Gem › Paste alternative
The free, open-source Paste alternative
Paste is a lovely macOS clipboard manager — but it's paid, closed-source, and Apple-only. Gem gives you the same idea — a searchable clipboard history where every copy is previewed in context, with pinboards for the snippets you reuse — free, open source, and on both macOS and Windows.
Gem vs Paste
| Feature | Gem | Paste |
|---|---|---|
| Price | Free forever | Paid subscription |
| Open source | ✓ | — |
| macOS | ✓ | ✓ |
| Windows | ✓ | — |
| iOS / iPad | — | ✓ |
| Context-aware previews | ✓ | ✓ |
| Pinboards | ✓ | ✓ |
| Cloud sync across devices | Local only | iCloud |
| AI-generated titles | Yes (your own key) | — |
| Account required | — | — |
When Gem is the better pick
- You want a clipboard manager on Windows — Paste doesn't run there.
- You'd rather not pay a subscription for something you use dozens of times a day.
- You care that your clipboard history stays local and that the code is open to inspect.
- You work across a Mac and a Windows PC and want the same tool on both.
When to stick with Paste
If you live entirely in the Apple ecosystem and want your clipboard to sync across your Mac, iPhone, and iPad via iCloud, Paste does that today and Gem doesn't — Gem keeps history on each device, locally. Paste is also older and more battle-tested. We think that's a fair trade for free, open, and cross-platform — but it's your call.
Questions
Is there a free alternative to Paste?
Yes — Gem is a free, open-source clipboard manager for macOS and Windows. It offers the context-aware previews and pinboards people like about Paste, at no cost and with its full source on GitHub.

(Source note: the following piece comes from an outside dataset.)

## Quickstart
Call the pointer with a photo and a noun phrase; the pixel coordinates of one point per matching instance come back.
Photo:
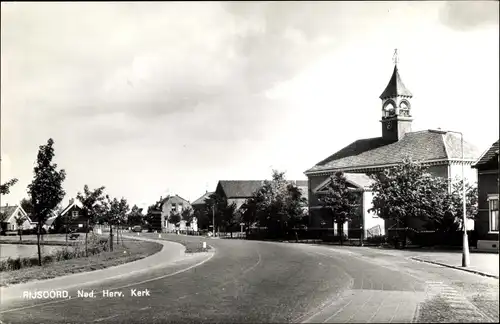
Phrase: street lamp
(465, 244)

Does Paste work on Windows?
No. Paste is macOS and iOS only. If you need a Paste-style clipboard manager on Windows, Gem runs natively on Windows (and macOS) for free.

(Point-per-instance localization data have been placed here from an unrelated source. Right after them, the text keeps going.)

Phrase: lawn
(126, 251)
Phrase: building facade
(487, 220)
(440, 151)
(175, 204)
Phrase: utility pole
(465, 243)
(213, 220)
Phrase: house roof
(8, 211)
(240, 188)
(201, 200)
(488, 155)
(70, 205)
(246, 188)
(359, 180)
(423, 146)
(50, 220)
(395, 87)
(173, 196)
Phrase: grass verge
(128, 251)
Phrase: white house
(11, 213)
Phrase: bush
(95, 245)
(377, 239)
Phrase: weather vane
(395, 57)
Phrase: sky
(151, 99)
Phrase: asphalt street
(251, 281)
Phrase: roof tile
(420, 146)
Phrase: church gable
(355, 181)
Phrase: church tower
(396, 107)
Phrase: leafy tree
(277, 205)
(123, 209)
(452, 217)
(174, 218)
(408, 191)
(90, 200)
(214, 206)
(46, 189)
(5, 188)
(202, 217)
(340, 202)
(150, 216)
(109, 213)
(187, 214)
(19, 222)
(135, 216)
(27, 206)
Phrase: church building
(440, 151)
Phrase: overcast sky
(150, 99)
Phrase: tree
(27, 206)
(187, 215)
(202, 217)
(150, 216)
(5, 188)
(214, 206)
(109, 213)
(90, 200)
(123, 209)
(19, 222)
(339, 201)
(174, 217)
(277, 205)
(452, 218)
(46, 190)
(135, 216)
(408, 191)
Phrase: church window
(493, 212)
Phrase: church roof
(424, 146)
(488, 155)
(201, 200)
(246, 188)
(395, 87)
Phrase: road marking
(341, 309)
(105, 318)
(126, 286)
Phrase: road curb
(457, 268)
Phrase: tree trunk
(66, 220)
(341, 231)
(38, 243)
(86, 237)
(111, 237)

How do I switch from Paste to Gem?
Download Gem, move it to Applications (macOS) or run the installer (Windows), and open the panel with ⌘⇧V or Ctrl+Shift+V. Gem starts building your history from the moment it is installed — there is nothing to import.
Is Gem as good as Paste?
Gem covers the core of what most people use Paste for — a searchable, previewed clipboard history with pinboards — for free and on both macOS and Windows. Paste is more mature and syncs across Apple devices via iCloud; Gem keeps everything local and adds optional AI titles. Which is “better” depends on whether you value cross-platform and free (Gem) or Apple-ecosystem sync (Paste).